Here are some of the losers – the list looks similar:
- Corporations will have to compete more vigorously to staff their most demanding positions because talent will be more mobile.
- Employees will no longer have a “sugar daddy” paying for their health care.
- All seeking health care coverage will have to put forth effort to get the best individual coverage.
- Insurance companies will be subjected to more competition for cost effectiveness as tens of millions of customers shop for the most cost effective coverage.
The “socialized medicine” legislation known as Obamacare may unleash private market forces that will be cheered by today’s opponents and are probably feared by many present-day proponents. The cost curve for health care may be bent and the CBO projections may turn out to be way off the mark. Remember federal surpluses “forever” (2000) and trillion dollar deficits “as far as the eye can see” (2009)? The CBO has a record of projecting poorly from past records into the future.
Rather than the first step to socialized medicine with everything offered through central planning, we may be seeing the first step toward distributed health care determined by 150 million consumer housholds.

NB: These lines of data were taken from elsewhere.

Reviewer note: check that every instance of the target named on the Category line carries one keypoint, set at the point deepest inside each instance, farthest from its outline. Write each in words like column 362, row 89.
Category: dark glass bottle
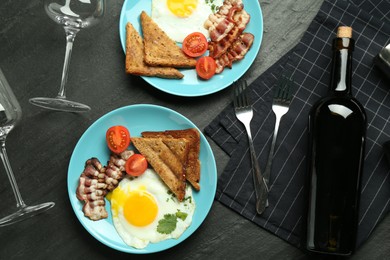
column 337, row 129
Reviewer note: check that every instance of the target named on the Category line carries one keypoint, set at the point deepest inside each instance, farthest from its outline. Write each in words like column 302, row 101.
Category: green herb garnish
column 168, row 224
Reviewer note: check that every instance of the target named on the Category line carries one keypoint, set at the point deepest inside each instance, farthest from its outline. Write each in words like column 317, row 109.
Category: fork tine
column 240, row 98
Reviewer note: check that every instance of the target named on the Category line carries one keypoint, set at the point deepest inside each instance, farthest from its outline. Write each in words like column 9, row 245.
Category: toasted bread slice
column 160, row 50
column 135, row 58
column 166, row 164
column 180, row 147
column 192, row 135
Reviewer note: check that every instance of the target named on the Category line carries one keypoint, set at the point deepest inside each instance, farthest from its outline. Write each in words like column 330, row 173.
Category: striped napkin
column 309, row 63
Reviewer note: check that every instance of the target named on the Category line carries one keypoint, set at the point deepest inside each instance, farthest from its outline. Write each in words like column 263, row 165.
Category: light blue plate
column 138, row 118
column 191, row 85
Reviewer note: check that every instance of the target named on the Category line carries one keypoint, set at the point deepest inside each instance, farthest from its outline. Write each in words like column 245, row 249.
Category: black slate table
column 31, row 56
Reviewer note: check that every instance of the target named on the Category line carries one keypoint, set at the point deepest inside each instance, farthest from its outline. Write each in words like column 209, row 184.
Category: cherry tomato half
column 136, row 165
column 117, row 138
column 195, row 44
column 205, row 67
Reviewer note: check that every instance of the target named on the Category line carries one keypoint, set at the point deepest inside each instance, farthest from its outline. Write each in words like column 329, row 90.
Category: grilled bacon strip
column 236, row 52
column 96, row 181
column 228, row 42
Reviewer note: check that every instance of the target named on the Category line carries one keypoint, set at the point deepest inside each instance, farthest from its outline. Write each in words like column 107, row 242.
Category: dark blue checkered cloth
column 309, row 63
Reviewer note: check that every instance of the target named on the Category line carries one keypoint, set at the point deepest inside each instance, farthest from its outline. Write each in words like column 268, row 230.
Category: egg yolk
column 182, row 8
column 140, row 208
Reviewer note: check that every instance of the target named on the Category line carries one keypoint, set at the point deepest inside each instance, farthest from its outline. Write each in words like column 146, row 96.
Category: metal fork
column 280, row 106
column 244, row 114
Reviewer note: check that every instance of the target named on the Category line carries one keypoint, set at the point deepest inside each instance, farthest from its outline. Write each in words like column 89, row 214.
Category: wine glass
column 10, row 114
column 73, row 15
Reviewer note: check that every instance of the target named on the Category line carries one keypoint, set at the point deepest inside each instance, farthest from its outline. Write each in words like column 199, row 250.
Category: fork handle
column 261, row 188
column 267, row 171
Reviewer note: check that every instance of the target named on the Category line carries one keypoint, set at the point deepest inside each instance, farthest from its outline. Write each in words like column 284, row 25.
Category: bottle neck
column 341, row 73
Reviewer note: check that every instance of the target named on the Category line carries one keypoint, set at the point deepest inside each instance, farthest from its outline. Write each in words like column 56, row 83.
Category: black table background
column 32, row 51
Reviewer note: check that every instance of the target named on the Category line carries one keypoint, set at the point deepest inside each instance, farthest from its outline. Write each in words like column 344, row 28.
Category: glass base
column 59, row 104
column 25, row 212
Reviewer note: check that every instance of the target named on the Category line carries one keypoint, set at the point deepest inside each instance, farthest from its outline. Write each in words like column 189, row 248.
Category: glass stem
column 70, row 36
column 8, row 169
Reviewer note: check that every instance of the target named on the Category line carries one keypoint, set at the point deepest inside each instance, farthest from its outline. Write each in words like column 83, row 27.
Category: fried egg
column 179, row 18
column 143, row 210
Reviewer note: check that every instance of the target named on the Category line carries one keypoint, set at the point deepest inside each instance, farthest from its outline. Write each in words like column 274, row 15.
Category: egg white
column 140, row 237
column 177, row 28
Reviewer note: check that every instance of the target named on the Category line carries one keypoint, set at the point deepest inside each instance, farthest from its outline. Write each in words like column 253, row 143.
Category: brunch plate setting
column 140, row 212
column 233, row 50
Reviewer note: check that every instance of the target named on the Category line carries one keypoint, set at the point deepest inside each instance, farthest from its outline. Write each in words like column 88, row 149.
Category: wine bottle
column 337, row 129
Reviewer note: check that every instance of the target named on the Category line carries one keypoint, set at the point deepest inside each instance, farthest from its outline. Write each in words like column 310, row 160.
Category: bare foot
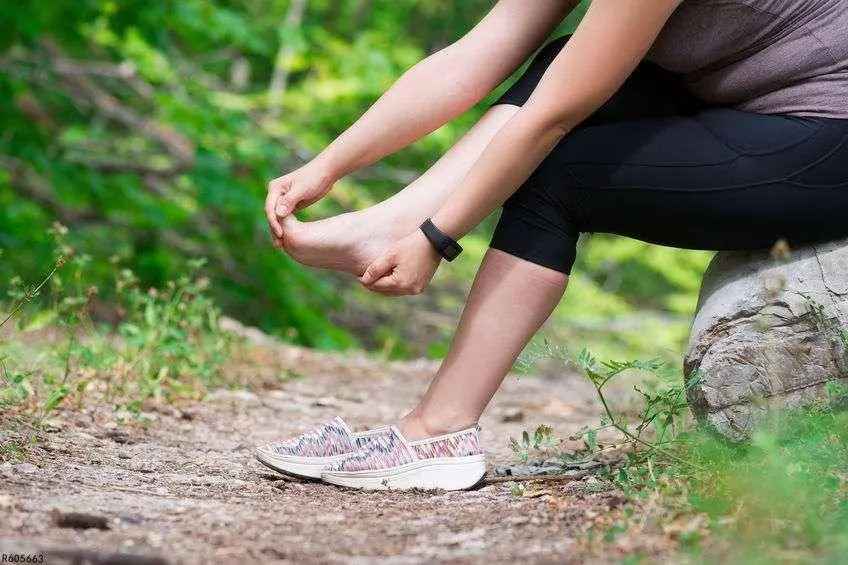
column 347, row 242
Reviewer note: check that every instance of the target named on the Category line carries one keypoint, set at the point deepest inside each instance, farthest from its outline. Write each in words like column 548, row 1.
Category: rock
column 767, row 334
column 247, row 333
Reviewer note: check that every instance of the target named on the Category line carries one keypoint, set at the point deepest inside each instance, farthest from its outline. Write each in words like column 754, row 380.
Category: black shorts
column 657, row 164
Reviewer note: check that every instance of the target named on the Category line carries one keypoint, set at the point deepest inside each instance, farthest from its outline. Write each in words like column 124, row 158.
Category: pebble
column 26, row 468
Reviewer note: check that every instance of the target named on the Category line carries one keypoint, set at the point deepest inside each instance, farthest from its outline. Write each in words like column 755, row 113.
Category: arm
column 610, row 42
column 446, row 84
column 428, row 95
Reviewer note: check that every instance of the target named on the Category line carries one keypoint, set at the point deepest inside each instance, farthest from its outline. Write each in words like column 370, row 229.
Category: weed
column 167, row 344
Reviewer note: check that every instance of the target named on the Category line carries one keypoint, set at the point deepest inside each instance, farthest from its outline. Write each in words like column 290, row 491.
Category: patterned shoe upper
column 392, row 450
column 332, row 438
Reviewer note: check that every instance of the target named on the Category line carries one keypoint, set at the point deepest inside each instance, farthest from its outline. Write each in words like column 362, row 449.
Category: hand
column 405, row 268
column 294, row 191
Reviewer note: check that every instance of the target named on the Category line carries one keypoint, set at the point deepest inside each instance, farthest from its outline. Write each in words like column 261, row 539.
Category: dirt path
column 185, row 488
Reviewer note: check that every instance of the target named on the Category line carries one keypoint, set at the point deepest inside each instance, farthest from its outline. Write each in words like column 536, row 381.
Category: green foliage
column 150, row 129
column 166, row 344
column 782, row 497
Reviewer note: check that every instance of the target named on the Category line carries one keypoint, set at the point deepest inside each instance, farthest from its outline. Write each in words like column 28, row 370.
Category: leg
column 349, row 242
column 484, row 348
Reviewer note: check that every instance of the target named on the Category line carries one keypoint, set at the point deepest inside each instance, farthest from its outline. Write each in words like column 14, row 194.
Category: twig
column 546, row 478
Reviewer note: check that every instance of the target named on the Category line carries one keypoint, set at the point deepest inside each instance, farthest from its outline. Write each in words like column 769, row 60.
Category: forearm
column 610, row 42
column 446, row 84
column 428, row 95
column 507, row 162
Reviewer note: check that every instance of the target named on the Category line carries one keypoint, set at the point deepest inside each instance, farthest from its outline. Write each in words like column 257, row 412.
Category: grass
column 165, row 344
column 780, row 498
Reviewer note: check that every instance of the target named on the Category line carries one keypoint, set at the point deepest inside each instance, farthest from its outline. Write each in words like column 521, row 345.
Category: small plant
column 167, row 343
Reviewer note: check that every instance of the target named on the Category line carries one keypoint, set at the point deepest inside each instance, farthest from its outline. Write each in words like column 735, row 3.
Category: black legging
column 657, row 164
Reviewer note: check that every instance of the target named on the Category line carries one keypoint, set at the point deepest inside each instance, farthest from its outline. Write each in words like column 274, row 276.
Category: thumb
column 287, row 202
column 381, row 266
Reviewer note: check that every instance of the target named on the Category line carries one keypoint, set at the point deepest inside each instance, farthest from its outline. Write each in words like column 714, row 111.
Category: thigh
column 649, row 92
column 719, row 179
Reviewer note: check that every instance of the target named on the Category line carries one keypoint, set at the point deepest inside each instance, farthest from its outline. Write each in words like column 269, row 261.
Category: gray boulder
column 768, row 333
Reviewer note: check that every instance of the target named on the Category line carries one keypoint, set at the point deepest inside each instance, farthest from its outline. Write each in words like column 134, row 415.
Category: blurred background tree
column 150, row 129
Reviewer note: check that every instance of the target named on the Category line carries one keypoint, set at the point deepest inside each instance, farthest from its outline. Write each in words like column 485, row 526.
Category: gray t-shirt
column 765, row 56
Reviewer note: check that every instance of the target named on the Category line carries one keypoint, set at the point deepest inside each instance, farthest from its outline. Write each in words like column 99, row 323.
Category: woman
column 704, row 124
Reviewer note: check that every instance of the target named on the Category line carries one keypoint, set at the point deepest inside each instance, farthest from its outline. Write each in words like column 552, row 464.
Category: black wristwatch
column 445, row 245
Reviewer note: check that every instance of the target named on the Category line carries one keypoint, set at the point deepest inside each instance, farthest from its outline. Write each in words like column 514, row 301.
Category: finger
column 286, row 202
column 381, row 267
column 389, row 286
column 270, row 202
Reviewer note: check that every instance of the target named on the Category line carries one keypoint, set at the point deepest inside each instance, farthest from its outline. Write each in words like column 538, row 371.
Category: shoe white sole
column 446, row 473
column 307, row 467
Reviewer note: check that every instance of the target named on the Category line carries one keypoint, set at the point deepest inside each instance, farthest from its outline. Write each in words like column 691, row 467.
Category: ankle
column 415, row 426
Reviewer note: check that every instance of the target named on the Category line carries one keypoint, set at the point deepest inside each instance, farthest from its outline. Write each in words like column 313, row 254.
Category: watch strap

Which path has the greater likelihood of resulting in the most efficient delivery of health care and the best chance to “bend the curve”?
Single payer may offer a path to holding down the growth of health care costs. But couldn’t 150 million payers also curtail that growth? And which process has the best chance of optimization for each household?
An Aside to Ron Paul
Ron Paul recently reviewed Obamacare and concluded it was merely a waypoint before we got a single payer. He criticized the Obama administration as “corporatist” and criticized the structure of the health care delivery system. Mr. Paul suggested that the most efficient system would be for everyday health care to be paid for by patients directly, with insurance used only for coverage of catastrophic events. This aligns with my arguments more than four years ago.
However, I propose a glass half full view of Obamacare and suggest it could be a step closer to our shared view. Mr. Paul views the glass as half empty and envisions a future moving away from the free market forces I suggest may hold sway.